After Wednesday night’s Cavs/Mavs game what have we learned? To the average fan, maybe it was it that the Mavs are simply a much stronger team or that the Cavs have trouble sustaining energy when it plays back-to-back games. But if you’re Plain Dealer columnist Bud Shaw, maybe it was that LeBron James just doesn’t have the appropriate fear of failure?

Shaw in his most recent column used the loss to Dallas on Wednesday, as well as the loss in Charlotte, to dump on James’ supposed inability to finish off games. But with the silent recognition that he wasn’t exactly the first to write that flawed observation, Shaw put a different spin on it by playing pop psychologist. According to Shaw, what separates James and Dirk Nowitzki and hence, why one team is better than the other, centers around a fear of failure. Nowitzki, the heart and soul of his team, is more motivated to succeed because failure bothers him more than it does James.

The column by Shaw was so ridiculous it could have been written by Bill Livingston. All it needed was some obscure reference to Philadelphia and an out-of-context homage to the cheese steak sandwich. But the biggest flaw in Shaw’s thesis is the underlying premise: the reason people are driven to success is because they fear failure. Ironically, Shaw doesn’t seem similarly driven but that’s a different column for a different day.

There is, of course, any number of reasons why a person is driven to succeed and it doesn’t always derive from the fear of failing.
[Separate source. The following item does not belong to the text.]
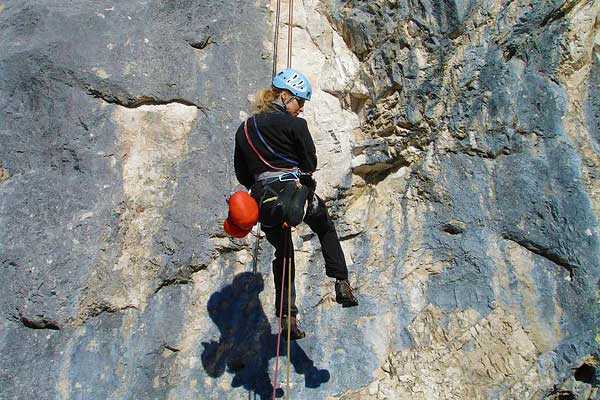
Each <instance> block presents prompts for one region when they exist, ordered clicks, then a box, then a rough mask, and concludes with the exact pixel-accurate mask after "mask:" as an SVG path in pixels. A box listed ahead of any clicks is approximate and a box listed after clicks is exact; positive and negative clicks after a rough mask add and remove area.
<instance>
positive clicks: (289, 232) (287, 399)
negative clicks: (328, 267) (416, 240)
mask: <svg viewBox="0 0 600 400" xmlns="http://www.w3.org/2000/svg"><path fill="white" fill-rule="evenodd" d="M280 15H281V0H277V10H276V14H275V37H274V39H273V75H272V78H274V77H275V74H277V47H278V42H279V21H280ZM288 17H289V18H288V46H287V47H288V48H287V50H288V53H287V67H288V68H291V67H292V30H293V26H294V0H289V6H288ZM247 123H248V122H247V121H246V123H245V126H244V128H245V131H246V137H247V138H249V134H248V128H247ZM255 125H256V121H255ZM253 150H255V149H253ZM255 153H257V155H259V157H260V154H258V152H257V151H256V150H255ZM260 158H261V160H262V161H263V162H264V163H265V164H267V165H269V164H268V163H267V162H266V160H263V159H262V157H260ZM269 166H270V165H269ZM272 168H274V169H275V170H280V171H282V170H285V169H283V168H275V167H272ZM291 234H292V232H291V228H289V227H287V226H286V227H284V233H283V240H284V245H283V249H284V250H283V274H282V277H281V288H282V290H283V289H284V287H285V274H286V269H287V275H288V289H287V292H288V307H287V317H288V318H287V379H286V391H285V398H286V399H287V400H289V393H290V353H291V334H292V329H291V325H292V318H291V316H292V310H291V308H292V290H291V288H292V273H291V256H290V254H288V253H289V252H293V251H294V249H293V247H292V248H291V249H289V246H288V241H289V240H291V237H290V235H291ZM256 242H257V244H256V247H257V249H258V239H257V241H256ZM256 253H258V250H256ZM286 267H287V268H286ZM282 318H283V293H282V296H281V299H280V304H279V324H278V326H279V329H278V333H277V354H276V356H275V373H274V376H273V400H275V395H276V392H277V372H278V370H279V349H280V345H281V325H282Z"/></svg>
Pride, for example, comes to mind as a powerful force. Being true to one’s self and the desire to give forth one’s best effort at all times isn’t always done because the individual fears the results. Rather, there is tremendous self-satisfaction in a job well done that is separate and apart from any concern over what result is ultimately achieved.

Similarly, the attainment of goals or the desire to achieve the intended results are just as much drivers for success than their first cousin, the fear of the bad result. But the concepts are distinctly different. Perhaps that really is the root of the difference between James and Nowitzki. Their drive to be the best takes a much different path. That isn’t necessarily meant to praise one at the expense of the other, it’s just to illustrate that motivation and drive are an intensely personal issue that varies, often widely, by individual.

In the case of James, the fact that he does not lose sleep over a missed shot or opportunity hardly relegates him to the loser pile. But this is essentially the argument that Shaw and others before him have advanced: James just doesn’t seem to care as much as, say, Michael Jordan or, now, Dirk Nowitzki. As silly as this seems, it is now serving as legitimate discourse in the columns of your local daily.

But beyond a flawed premise, Shaw’s column is frustrating for his rather selective use of examples. He notes James’ failure at the end of the Charlotte game and essentially implies that it did not push James into some sort of otherwordly performance against the Mavs. But that is a rather poor way to describe James’ unusual cold streak during the first three quarters of the game. Maybe his shot just wasn’t falling. It happens. Just ask the aforementioned Nowitzki, who is shooting 50% on the season but was only 9 of 24 Wednesday night.

Shaw also fails to mention that James essentially took over in the fourth quarter, scoring 17 of his 31 points. But for James’ performance during that period, the game would have ended in a blowout. But James can’t do it alone. The play of the bench Wednesday night was awful. At one point midway through the fourth quarter, the Cavs lineup featured three players (Marshall, Gibson and Varejao) who had yet to score. Talk about the key to the loss. But that telling statistic collides with Shaw’s premise so it was ignored.

Shaw also failed to mention the way in which James elevated his game and that of his teammates late in the third quarter and early in the fourth against Utah Saturday. Utah is a pretty fair team and seemed headed to a sloppy victory as the Cavs were seemingly sleepwalking again through another game. Then came a series of powerful, thunderous dunks from James that literally changed the face of the game and propelled the team to victory. But since no last second shot was needed for the victory, the game and James contribution to that victory doesn’t get mentioned in Shaw’s column, presumably because it collides with the premise.

There is no question that there have been missteps by James at key points in various games. In the first Dallas game, for example, James missed two relatively easy three-point shots that could have brought home a tough road win. But picking out these exceptions while simultaneously failing to note the other contributions paints a rather incomplete picture of one of the NBA’s best players. And as even Shaw should know, no matter what James personally accomplishes, until the Cavs have a roster that rivals that of Dallas, that picture will never be complete.

This is really one of the key takeaways from Wednesday’s night game. But there were plenty of others as well. The lack of team energy in the second of back-to-back games suggests that head coach Mike Brown still isn’t in full control of which buttons to push. Larry Hughes’ is mired in a miserable shooting slump of such proportions that he often seems loss. The Cavs bench is scary inconsistent and is likely to be their Achilles heel come playoff time. But if Shaw and anyone else ignores these and thinks instead that the key to the Cavs problems is teaching James to fear failure, then for them the wait for a NBA title in Cleveland just got that much longer.